Since every point of $\operatorname{Gr}(k,n)$ is represented by an idempotent projection, we have
\begin{align*}
P^2=P.
\end{align*}
Applying the [exterior derivative](/theorems/1525) entrywise and using the Leibniz rule for the product of an endomorphism-valued $0$-form with an endomorphism-valued $0$-form gives
\begin{align*}
dP\,P+P\,dP=dP.
\end{align*}
Multiplying this identity on the left by $P$ gives
\begin{align*}
P\,dP\,P+P^2\,dP=P\,dP.
\end{align*}
Using $P^2=P$, this becomes
\begin{align*}
P\,dP\,P+P\,dP=P\,dP.
\end{align*}
Subtracting $P\,dP$ from both sides yields
\begin{align*}
P\,dP\,P=0.
\end{align*}
[guided]
We first isolate the algebraic fact about a moving projection that will remove the unwanted component of $ds$ later. On an open set $U\subset \operatorname{Gr}(k,n)$, the projection model gives a smooth map
\begin{align*}
P:U\to \operatorname{End}_{\mathbb K}(\mathbb K^n).
\end{align*}
This is a $0$-form with values in endomorphisms of the fixed [vector space](/page/Vector%20Space) $\mathbb K^n$. Its exterior derivative is the endomorphism-valued $1$-form
\begin{align*}
dP\in \Omega^1(U;\operatorname{End}_{\mathbb K}(\mathbb K^n)).
\end{align*}
Here $\Omega^1(U;\operatorname{End}_{\mathbb K}(\mathbb K^n))$ means smooth $1$-forms on $U$ whose coefficients are $\mathbb K$-linear endomorphisms of the fixed vector space $\mathbb K^n$.

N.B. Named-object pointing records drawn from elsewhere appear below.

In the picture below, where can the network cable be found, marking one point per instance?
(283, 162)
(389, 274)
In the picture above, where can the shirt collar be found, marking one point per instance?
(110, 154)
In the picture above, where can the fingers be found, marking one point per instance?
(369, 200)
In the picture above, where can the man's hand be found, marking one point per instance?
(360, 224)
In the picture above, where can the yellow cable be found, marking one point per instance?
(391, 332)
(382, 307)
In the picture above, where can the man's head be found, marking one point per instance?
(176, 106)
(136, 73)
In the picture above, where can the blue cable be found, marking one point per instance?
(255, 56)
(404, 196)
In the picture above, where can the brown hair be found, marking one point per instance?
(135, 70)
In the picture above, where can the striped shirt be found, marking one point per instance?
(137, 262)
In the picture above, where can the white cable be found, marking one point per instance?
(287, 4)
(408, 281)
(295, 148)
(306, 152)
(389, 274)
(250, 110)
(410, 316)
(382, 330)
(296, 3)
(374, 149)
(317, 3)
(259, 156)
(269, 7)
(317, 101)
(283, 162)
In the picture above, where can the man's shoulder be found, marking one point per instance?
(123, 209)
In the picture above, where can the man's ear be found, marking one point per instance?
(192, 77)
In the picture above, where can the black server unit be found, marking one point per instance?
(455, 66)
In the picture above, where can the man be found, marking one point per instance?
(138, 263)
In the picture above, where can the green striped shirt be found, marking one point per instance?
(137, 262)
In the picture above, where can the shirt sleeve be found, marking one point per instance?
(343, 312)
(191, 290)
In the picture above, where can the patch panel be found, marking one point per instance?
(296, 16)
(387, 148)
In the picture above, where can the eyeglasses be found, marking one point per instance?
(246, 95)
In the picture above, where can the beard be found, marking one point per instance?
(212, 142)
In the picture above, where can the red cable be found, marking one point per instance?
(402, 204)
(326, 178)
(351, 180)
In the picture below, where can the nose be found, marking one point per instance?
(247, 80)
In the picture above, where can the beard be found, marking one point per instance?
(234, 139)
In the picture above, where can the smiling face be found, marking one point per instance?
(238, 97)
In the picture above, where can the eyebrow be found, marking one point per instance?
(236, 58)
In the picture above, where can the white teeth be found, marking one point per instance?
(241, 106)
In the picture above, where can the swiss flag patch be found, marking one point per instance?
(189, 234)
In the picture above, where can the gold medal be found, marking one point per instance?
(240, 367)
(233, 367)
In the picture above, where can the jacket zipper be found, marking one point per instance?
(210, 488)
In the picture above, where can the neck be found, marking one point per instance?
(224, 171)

At every point of $U$, the endomorphism $P$ is a projection, so it satisfies
\begin{align*}
P^2=P.
\end{align*}
Differentiating this equation entrywise gives the product rule
\begin{align*}
d(P^2)=dP.
\end{align*}
Because $P$ has form degree $0$, there is no sign change in the graded Leibniz rule, and therefore
\begin{align*}
d(P^2)=dP\,P+P\,dP.
\end{align*}
Hence
\begin{align*}
dP\,P+P\,dP=dP.
\end{align*}
The important consequence is that $dP$ has no component that starts and ends inside the image of $P$. To see this algebraically, multiply the identity on the left by $P$:
\begin{align*}
P\,dP\,P+P^2\,dP=P\,dP.
\end{align*}
Since $P^2=P$, this is
\begin{align*}
P\,dP\,P+P\,dP=P\,dP.
\end{align*}
Subtracting the common term $P\,dP$ gives
\begin{align*}
P\,dP\,P=0.
\end{align*}
This identity is the mechanism behind the phrase “only the normal component of $ds$ contributes” in the curvature computation.
[/guided]
[/step]
[step:Differentiate the tautological section equation]
Let
\begin{align*}
s:U\to \mathbb K^n
\end{align*}
be a smooth local section of $S$, viewed through the inclusion of $S$ into the trivial bundle $U\times \mathbb K^n$. Since $s$ takes values in the image of the projection $P$ at each point, it satisfies
\begin{align*}
P s=s.
\end{align*}
Differentiating this vector-valued identity gives
\begin{align*}
dP\,s+P\,ds=ds.
\end{align*}
Let
\begin{align*}
I:\mathbb K^n\to \mathbb K^n
\end{align*}
denote the identity endomorphism. Rearranging the last identity gives
\begin{align*}
(I-P)ds=dP\,s.
\end{align*}
This identifies the component of $ds$ normal to the image of $P$ with $dP\,s$.
[/step]
[step:Compute the curvature action in the ambient trivial bundle]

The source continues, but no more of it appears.